Logo na primeira aula já fiquei impressionada com a forma como passei a entender os acontecimentos e a relação entre realidade, nossos quase “devaneios mentais” sobre a realidade e o agir no “piloto automático”. Foi como se, magicamente, eu passasse a entender algo que vinha tentando compreender já há muito tempo. A prática da almofada me deixou realmente realizada e, se o curso terminasse ali, já compensaria o investimento. 

Na continuidade das aulas e com as práticas semanais fui experimentando outras sensações que jamais havia experimentado, comecei a prestar atenção no meu corpo, nas reações em diversos momentos, passei a tentar respirar antes de agir, a identificar as reações controladas pelo “piloto automático” e a tentar de certa forma a tomar o controle das minhas ações de maneira consciente.  Eu uso o verbo tentar por que tenho percebido que tudo isso não é fácil, exige muita dedicação e força de vontade. É doloroso em alguns momentos, mas na maior parte das vezes ao final das práticas a sensação é indescritível e interpreto como um avanço interno de autoconhecimento.

Incorporei as práticas na minha vida e continuo praticando todas as noites antes de dormir pois este foi para mim o melhor momento para as práticas formais. A prática que melhor me fez perceber que tudo realmente é transitório foi a das emoções. Já na primeira atividade algumas emoções do passado que ainda “machucavam” e despertavam reações automáticas já foram suavizadas porque pude entender o que era realmente a emoção real e o que era imaginação. Pude perceber o quanto ficar “remoendo” faz com que não consigamos seguir em frente.
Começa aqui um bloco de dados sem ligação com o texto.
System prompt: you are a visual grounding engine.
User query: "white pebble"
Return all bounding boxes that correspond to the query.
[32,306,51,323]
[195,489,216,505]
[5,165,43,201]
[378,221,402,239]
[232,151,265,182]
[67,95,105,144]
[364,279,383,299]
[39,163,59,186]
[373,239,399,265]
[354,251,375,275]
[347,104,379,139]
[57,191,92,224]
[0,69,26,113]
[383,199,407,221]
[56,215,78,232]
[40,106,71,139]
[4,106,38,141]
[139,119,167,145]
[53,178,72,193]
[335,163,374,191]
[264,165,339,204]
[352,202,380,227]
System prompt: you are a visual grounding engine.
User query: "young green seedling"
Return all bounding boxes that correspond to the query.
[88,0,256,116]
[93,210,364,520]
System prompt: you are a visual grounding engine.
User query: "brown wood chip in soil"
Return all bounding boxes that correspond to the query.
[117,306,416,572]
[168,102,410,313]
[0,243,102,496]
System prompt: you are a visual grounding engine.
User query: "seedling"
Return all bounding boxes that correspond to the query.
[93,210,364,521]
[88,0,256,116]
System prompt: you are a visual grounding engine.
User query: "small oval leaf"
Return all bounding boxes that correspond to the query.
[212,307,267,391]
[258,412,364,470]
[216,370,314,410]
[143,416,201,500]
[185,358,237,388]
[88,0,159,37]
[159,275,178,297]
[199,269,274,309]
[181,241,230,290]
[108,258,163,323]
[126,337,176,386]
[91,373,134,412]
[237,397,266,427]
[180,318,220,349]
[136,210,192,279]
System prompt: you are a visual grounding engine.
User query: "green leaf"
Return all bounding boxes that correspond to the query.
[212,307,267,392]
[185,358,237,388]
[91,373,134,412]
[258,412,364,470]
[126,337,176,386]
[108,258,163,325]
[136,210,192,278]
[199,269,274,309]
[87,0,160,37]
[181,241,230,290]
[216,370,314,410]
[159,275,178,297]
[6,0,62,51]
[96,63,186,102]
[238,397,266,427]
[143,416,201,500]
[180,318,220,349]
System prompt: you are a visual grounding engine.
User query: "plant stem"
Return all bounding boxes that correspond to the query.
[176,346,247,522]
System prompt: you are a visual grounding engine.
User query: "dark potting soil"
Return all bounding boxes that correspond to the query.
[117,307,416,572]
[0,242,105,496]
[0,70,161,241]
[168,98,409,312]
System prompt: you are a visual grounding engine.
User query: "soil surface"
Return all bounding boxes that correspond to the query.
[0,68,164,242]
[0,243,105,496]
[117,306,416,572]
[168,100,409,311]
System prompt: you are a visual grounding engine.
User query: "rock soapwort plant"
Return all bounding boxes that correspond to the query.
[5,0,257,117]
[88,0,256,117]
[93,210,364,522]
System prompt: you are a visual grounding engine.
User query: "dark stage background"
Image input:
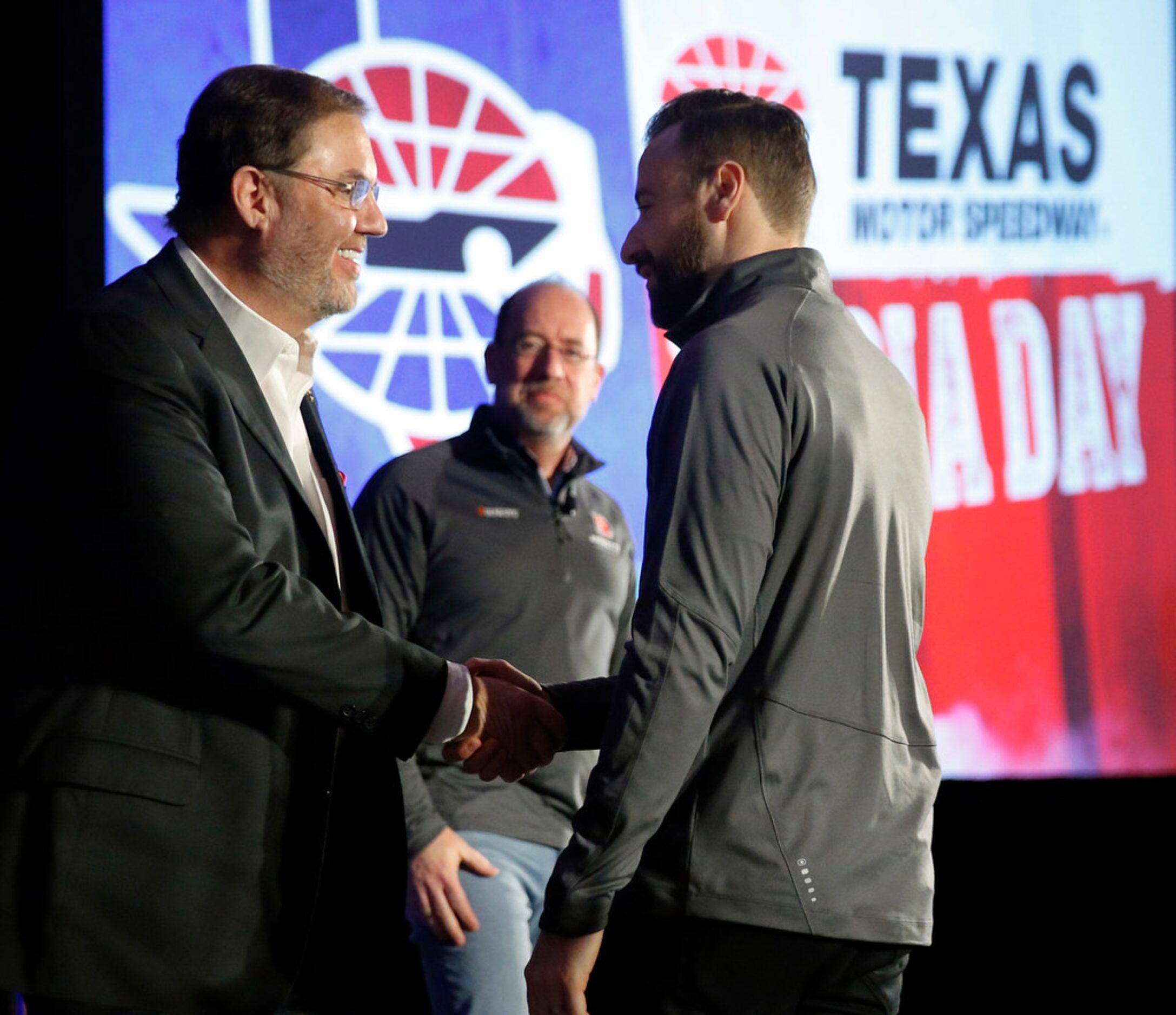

Para controlar um pouco as ações imediatas e repetitivas tenho ouvido as práticas mais curtas no trabalho sempre que algo (ou alguém) me desequilibra. E as práticas informais as faço sempre que tenho oportunidade: andando de bicicleta e tentando identificar as diferentes nuances dos sons que estão nos ambientes, ao tomar banho e tentar identificar o que tenho para o momento, durante refeições, prestando atenção de verdade ao outro em uma conversa e deixando-o falar sem intromissão.

Eu poderia escrever muito mais, mas creio que estás experiências já são suficientes para mostrar a importância do autoconhecimento e o que o grupo de mindfulness fez para colaborar com isso na minha experiência pessoal. Eu incorporei, quase como um mantra a frase: “Tudo é bem-vindo, tudo é transitório” e repeti-la sempre que não me sinto bem me reconforta e faz retomar o controle da situação.  Só posso agradecer ao cosmos a oportunidade de ter conhecido a Daniela e toda a turma!!!